B2 Resiliency, Durability and Availability B2 Resiliency, Durability and Availability

B2 Resiliency, Durability and Availability

Christopher Christopher

Backblaze's B2 Cloud Storage takes advantage of the Backblaze Vaults architecture to create a highly resilient, durable, and available storage service. The Vault architecture calculates at 99.999999999% (11 x 9s) annual durability.

Distributing Data

A Backblaze Vault is comprised of 20 Storage Pods, with the data evenly spread across all 20 pods. Each Storage Pod in a given vault has the same number of drives, and the drives are all the same size.

Drives in the same drive position in each of the 20 Storage Pods are grouped together into a storage unit we call a “tome”. Each file is stored in one tome, and is spread out across the tome for reliability and availability.

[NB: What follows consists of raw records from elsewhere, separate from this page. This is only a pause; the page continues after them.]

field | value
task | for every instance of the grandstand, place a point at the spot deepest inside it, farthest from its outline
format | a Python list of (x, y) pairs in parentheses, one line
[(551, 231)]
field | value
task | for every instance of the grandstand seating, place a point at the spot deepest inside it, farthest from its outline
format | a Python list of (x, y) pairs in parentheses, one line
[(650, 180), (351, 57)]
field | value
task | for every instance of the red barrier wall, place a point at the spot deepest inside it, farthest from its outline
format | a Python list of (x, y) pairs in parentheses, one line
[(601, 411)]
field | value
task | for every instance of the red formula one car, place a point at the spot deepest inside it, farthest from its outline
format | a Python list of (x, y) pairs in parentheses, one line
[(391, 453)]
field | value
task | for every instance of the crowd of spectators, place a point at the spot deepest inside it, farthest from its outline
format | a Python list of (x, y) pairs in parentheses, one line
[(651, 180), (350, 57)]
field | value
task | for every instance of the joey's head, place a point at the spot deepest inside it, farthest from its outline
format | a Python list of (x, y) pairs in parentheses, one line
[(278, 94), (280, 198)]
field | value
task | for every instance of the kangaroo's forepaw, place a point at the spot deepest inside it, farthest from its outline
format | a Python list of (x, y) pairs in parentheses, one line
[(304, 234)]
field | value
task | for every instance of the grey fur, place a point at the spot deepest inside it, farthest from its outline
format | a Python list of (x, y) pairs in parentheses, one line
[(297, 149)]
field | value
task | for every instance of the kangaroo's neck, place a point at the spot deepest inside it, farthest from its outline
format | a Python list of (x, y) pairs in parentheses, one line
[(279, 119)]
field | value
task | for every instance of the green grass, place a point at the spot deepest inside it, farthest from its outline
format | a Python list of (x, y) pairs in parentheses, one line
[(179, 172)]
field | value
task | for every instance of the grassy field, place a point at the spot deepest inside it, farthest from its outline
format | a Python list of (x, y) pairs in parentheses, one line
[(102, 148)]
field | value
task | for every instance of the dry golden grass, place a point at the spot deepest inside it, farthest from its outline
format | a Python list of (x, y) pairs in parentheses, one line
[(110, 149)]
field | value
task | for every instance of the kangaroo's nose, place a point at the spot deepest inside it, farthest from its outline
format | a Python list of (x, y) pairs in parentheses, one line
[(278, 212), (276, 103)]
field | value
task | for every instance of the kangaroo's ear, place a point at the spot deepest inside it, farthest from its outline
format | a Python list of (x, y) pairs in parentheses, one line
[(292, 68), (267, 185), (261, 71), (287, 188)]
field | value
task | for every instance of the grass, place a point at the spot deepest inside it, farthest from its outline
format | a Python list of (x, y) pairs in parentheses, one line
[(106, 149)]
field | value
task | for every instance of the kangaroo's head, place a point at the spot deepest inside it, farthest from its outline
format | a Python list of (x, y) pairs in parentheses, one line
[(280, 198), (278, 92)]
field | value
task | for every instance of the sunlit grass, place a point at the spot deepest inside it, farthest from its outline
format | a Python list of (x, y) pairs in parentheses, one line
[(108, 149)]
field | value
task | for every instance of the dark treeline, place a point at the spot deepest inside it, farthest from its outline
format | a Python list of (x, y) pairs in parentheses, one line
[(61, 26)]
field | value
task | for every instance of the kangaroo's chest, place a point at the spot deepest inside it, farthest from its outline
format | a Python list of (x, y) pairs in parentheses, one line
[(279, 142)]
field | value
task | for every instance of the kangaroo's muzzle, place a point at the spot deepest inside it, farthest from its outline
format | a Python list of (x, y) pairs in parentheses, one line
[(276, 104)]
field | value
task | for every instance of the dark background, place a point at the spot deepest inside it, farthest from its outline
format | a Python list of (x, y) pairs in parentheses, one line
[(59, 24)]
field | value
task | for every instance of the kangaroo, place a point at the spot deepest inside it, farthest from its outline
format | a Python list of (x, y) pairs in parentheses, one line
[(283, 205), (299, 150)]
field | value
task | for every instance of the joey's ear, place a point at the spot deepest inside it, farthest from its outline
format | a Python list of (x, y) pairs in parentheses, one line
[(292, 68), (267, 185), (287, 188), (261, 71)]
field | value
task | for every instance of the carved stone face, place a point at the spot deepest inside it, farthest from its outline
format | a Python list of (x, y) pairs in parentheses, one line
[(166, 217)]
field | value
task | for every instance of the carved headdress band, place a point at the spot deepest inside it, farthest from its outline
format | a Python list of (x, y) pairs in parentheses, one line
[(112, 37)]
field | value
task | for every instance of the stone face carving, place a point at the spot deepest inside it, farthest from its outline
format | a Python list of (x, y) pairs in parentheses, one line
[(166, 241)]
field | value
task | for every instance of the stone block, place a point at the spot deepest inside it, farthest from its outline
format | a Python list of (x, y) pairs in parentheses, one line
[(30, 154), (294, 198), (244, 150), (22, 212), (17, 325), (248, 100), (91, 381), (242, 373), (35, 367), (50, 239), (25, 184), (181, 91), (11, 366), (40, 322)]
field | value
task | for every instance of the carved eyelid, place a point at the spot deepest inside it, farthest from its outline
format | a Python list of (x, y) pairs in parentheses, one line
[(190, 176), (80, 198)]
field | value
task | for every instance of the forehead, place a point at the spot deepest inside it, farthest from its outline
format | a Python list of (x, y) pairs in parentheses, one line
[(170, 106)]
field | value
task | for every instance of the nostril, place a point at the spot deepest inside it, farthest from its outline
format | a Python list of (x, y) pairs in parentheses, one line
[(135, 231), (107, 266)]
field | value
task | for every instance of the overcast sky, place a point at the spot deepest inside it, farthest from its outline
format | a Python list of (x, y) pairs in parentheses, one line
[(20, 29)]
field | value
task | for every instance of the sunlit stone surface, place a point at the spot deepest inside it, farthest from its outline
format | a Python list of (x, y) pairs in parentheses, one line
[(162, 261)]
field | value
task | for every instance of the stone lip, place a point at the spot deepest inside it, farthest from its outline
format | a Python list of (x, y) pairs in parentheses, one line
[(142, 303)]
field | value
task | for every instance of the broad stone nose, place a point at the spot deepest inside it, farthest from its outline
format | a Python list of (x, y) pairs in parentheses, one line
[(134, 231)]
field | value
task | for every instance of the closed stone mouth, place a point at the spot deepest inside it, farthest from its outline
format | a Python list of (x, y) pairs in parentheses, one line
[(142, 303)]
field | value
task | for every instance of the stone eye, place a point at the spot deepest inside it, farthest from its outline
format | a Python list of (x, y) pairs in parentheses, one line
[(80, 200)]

Every file uploaded to a Vault is broken into pieces before being stored. Each of those pieces is called a “shard”. Parity shards are added to add redundancy, so that a file can be fetched from a vault even if some of the pieces are not available.

Each file is stored as 20 shards: 17 data shards and 3 parity shards. Because those shards are distributed across 20 storage pods in 20 cabinets, the Vault is resilient to the failure of a storage pod, power loss to an entire cabinet or even a cabinet level networking outage.

Files can be written to the Vault when one pod is down, and still have 2 parity shards to protect the data. Even in the extreme and unlikely case where three Storage Pods in a Vault are offline, the files in the vault are still available because they can be reconstructed from the 17 pieces that are available. 

Reed-Solomon Erasure Coding Implementation

Just like RAID implementations, the Vault software uses Reed-Solomon erasure coding to create the parity shards. But, unlike Linux software RAID, which offers just 1 or 2 parity blocks, our Vault software allows for an arbitrary mix of data and parity. We are currently using 17 data shards plus 3 parity shards.

The beauty of Reed-Solomon is that we can then re-create the original file from any 17 of the shards. If one of the original data shards is unavailable, it can be re-computed from the other 16 original shards, plus one of the parity shards. Even if three of the original data shards are not available, they can be re-created from the other 17 data and parity shards.